Ciononostante stiamo capendo quanto gli operatori siano poco propensi al rischio e ci troviamo difronte al primo, vero test di rimbalzo. Il ritorno agli asset rifugio ha preceduto e sta in parte precedendo la prima grande indicazione degli impatti del Coronavirus sull’economia degli Stati Uniti. Le richieste di sussidi di disoccupazione settimanali statunitensi dovrebbero esplodere al rialzo, probabilmente sarà ben al di sopra di un milione e tenendo conto che al culmine della crisi finanziaria del 2008 si arrivò al picco di 665.000 unità, potrebbe rappresentare un dato shoccante per i mercati.

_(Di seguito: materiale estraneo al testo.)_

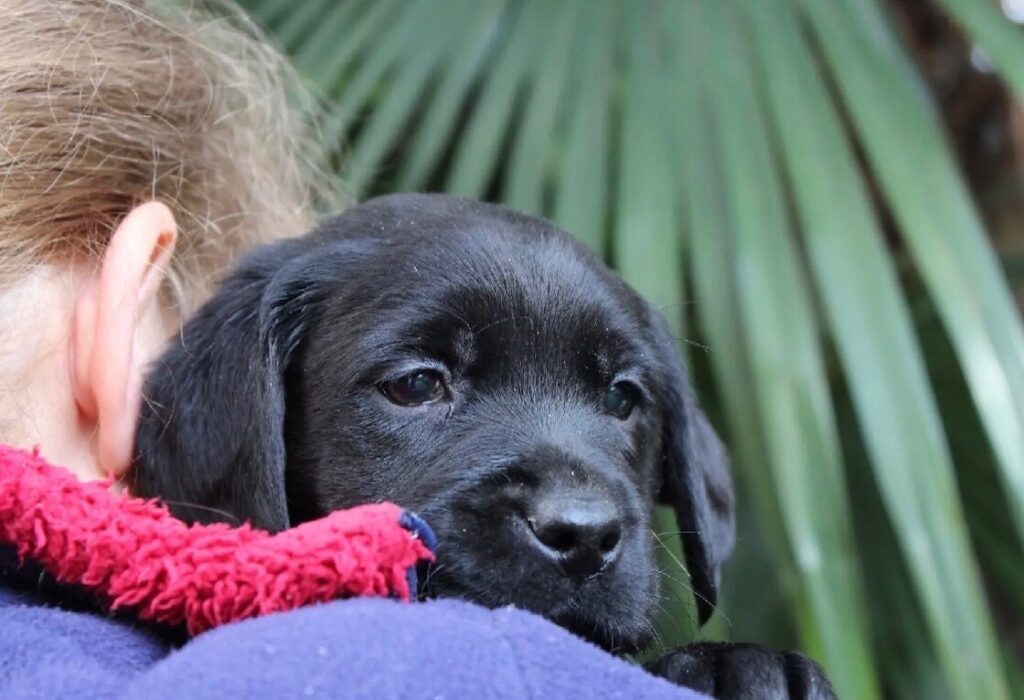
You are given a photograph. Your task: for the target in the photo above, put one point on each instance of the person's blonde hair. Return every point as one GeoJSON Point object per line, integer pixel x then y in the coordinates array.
{"type": "Point", "coordinates": [107, 103]}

Al momento i rendimenti obbligazionari sono relativamente stabili, con la volatilità in calo. E’ per questo motivo che c’è stato margine di manovra per il rimbalzo, ma nel corso della mattinata i futures USA hanno in qualche modo anticipato quella che potrebbe essere la risposta al dato, perdendo a tratti un punto percentuale. Certo, niente a che vedere col sell-off dei giorni scorsi.

Poi è interessante evidenziare come l’Ufficio delle statistiche nazionali del Regno Unito abbia rilasciato dati chiave come le vendite al dettaglio prima dell’apertura del mercato (alle ore 08), dato che ha registrato una leggera sorpresa al ribasso -0,5% mese su mese e escludendo le auto (-0,2% il dato atteso).

La Banca d’Inghilterra è al centro del calendario economico odierno, alle ore 13 non dovrebbe comunicare variazione dei tassi rispetto al taglio emergenziale di recente decisione. Pertanto dovrebbero mantenersi a + 0,1% e gli acquisti di asset a £ 645 miliardi. Tra l’altro dovrebbe essere una decisione unanime dei 9 membri del MPC. Poi spazio alla lettura finale del PIL USA del 4° trimestre 2019, che non dovrebbe essere rivisto dal + 2,1% della lettura preliminare.

È probabile che questo sia l’ultimo trimestre in cui si vedrà una crescita simile, ma come detto saranno le richieste di disoccupazione a tenere banco e verranno comunicate sempre alle 13:30. Teniamo conto che soltanto la California ha annunciato a livello regionale richieste pari a 1 milione, quindi il dato complessivo USA potrebbe essere decisamente più alto e provocare altissima volatilità durante la sessione nord americana.